Lord Beaverbrook gave some punchy advice to his staff on writing book reviews (5 Feb 1957 - cited in Taylor AJP. Beaverbrook New York: Simon & Schuster; 1972, page 634).
  1. Name - author - publisher
  2. What the book is about. The story if possible
  3. The author and his idiosyncracies
  4. Is it worth reading
  5. Wisecracks if good. But not any clever quips if commonplace


Never Never Never Neglect News values if any - Critics must be Reporters First.

Deadly Medicine



Moore TJ. New York: Simon & Schuster; 1995.

Deadly Medicine describes in American investigative journalese the events which led up to the registration, marketing and consequent disaster with Class 1 anti-arrhythmic drugs, particularly encainide, flecainide and mexiletine. The drugs were investigated using their ability to suppress premature ventricular contractions (PVCs). This was a 'proxy' for preventing sudden cardiac death presumed to be due to dysrhythmia. When, after drug registration and marketing, a trial was mounted to study the real outcome, mortality, there were significantly more deaths in the treated group than in the placebo group.

The thought-provoking parts of the diatribe are the uneasy triangular relationship between academic medicine, the pharmaceutical industry and the drug regulation authorities, and the issue of using proxy outcome measures.

Eternal triangles



Taking these in turn there is nothing new in the triangular relationship, but the increasing 1990s unease about sleaze means that we have to be critical when the academics who do research funded by the industry turn up on the panel for the drug registration authority. Conflict of interest becomes the understatement of the decade.

To say, as was said to Bandolier, "Dear Boy, I am a consultant to 27 different companies. How can you accuse me of being in the pocket of any one company?", is not an adequate defence. One phrase in the book Bandolier had not heard before and loved, the description of professors speaking 'on behalf' of the industry at symposia as "marquee professors".

Proxy outcomes



The question of proxy outcomes, in this case the drugs' ability to suppress PVCs - thought to be the likely cause of sudden cardiac death- is vexed. The drugs did suppress PVCs. This was relatively easy to answer. To answer the more fundamental question, did the drugs reduce the incidence of sudden cardiac death, would have cost a great deal more and taken longer to do. If such trials had been done the drugs would not have been registered.
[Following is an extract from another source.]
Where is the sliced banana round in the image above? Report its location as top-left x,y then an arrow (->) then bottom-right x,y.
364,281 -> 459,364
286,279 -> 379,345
The fact that more patients died on the drugs than on placebo would have been apparent earlier. Such deaths were in fact seen in the proxy outcome trials, but, because they did not fit with the prevailing wisdom, they were ignored. Moore makes much of the fact that there was a stampede to prescribe drugs of this class, and that many people died as a result. He estimates 50,000 deaths over a two year period.

The moral has to be that there are no shortcuts, but that doing things properly takes time and money. Political pressure, for instance from the AIDS or cancer lobbies, is for rapid introduction of new drugs. The downside is first that proxy outcomes may say that a drug is effective when it is not, and second that safety problems may be obscured by unduly hasty processes.

Again there is nothing new here, but ever since the thalidomide disaster there has been escalating concern among the public and the professionals, and a tension for the politicians, between the economic benefits for the pharmaceutical industry of introducing new drugs and the risk to the patient. The flecainide story emphasises that the concern is justifiable and the checks and balances are not perfect. The story is well told in the book, but the journalistic style may make it more difficult for the professional reader.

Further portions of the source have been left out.